In some cases, you can’t afford to waste time or it’s not worth the thought, but when dealing with things such as the deciding whether to run the LHC or signing up for cryonics, there’s time, and it’s sorta a big deal, so it pays to do it right.
If you’re asked “how likely is X?”, you can answer “very unlikely” or “0.127%”. The latter may give the impression that the probability is known more precisely than it is, but the first is too vague; both strategies do poorly on the log score.
If you are unsure what probability to state, state this with… another probability distribution.
“My probability distribution over probabilities is an exponential with a mean of 0.127%” isn’t vague, it isn’t overconfident (at the meta^1 level), and gives you numbers to actually bet on.
The expectation value of the metaprobability distribution (integral from 0 to 1 of Pmeta*p*dp) is equal to the probability you give when trying to maximize your expected log score .
To see this, we write out the expected log score (Integral from 0 to 1 of Pmeta*(p*log(q)+(1-p)log(1-q))dp). If you split this into two integrals and pull out the terms that are independent of p, the integrals just turn into the expectation value of p, and the formula is now that of the log score with p replaced with mean(p). We already know that the log score is maximized when q = p, so in this case we set q = mean(p)

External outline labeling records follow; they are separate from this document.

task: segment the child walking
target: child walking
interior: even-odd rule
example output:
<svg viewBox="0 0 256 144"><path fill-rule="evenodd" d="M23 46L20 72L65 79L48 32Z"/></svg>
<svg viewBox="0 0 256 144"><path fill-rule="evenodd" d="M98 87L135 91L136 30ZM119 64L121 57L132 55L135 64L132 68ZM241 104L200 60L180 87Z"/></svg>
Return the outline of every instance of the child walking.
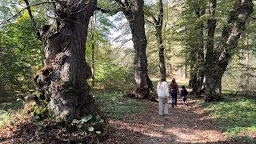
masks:
<svg viewBox="0 0 256 144"><path fill-rule="evenodd" d="M187 92L187 90L186 90L184 86L182 86L182 90L181 90L181 97L183 101L183 104L186 105L188 106L187 101L186 101L186 95L189 93Z"/></svg>

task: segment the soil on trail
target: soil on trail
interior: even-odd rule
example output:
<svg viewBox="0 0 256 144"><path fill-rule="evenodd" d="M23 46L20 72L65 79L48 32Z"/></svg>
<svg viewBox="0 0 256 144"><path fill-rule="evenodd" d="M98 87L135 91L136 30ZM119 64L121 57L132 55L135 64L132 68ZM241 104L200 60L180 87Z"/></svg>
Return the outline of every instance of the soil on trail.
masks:
<svg viewBox="0 0 256 144"><path fill-rule="evenodd" d="M143 114L110 120L115 131L104 143L226 143L196 99L188 98L188 106L178 98L178 106L174 108L171 108L168 99L170 115L162 117L158 116L157 102L145 101L150 106Z"/></svg>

This is a very useful result when dealing with extremes where we are not well calibrated. Instead of punting and saying “err… prolly aint gonna happen”, put a probability distribution on your probability distribution and take the mean. For example, if you think X is true, but you don’t know if you’re 99% sure or 99.999% sure, you’ve got to bet at ~99.5%.
It is still no guarantee that you’ll be right 99.5% of times (by assumption we’re not calibrated!), but you can’t do any better given your metaprobability distribution.
You’re not saying “99.5% of the time I’m this confident, I’m right”. You’re just saying “I expect my log score to be maximized if I bet on 99.5%”. The former implies the latter, but the latter does not (necessarily) imply the former.
This method is much more informative than “almost sure”, and gives you numbers to act on when it comes time to “shut up and multiply”. Your first set of numbers may not have “come from numbers”, but the ones you quote now do, which is an improvement. Theoretically this could be taken up a few steps of meta, but once is probably enough.
Note: Anna Salamon’s comment makes this same point.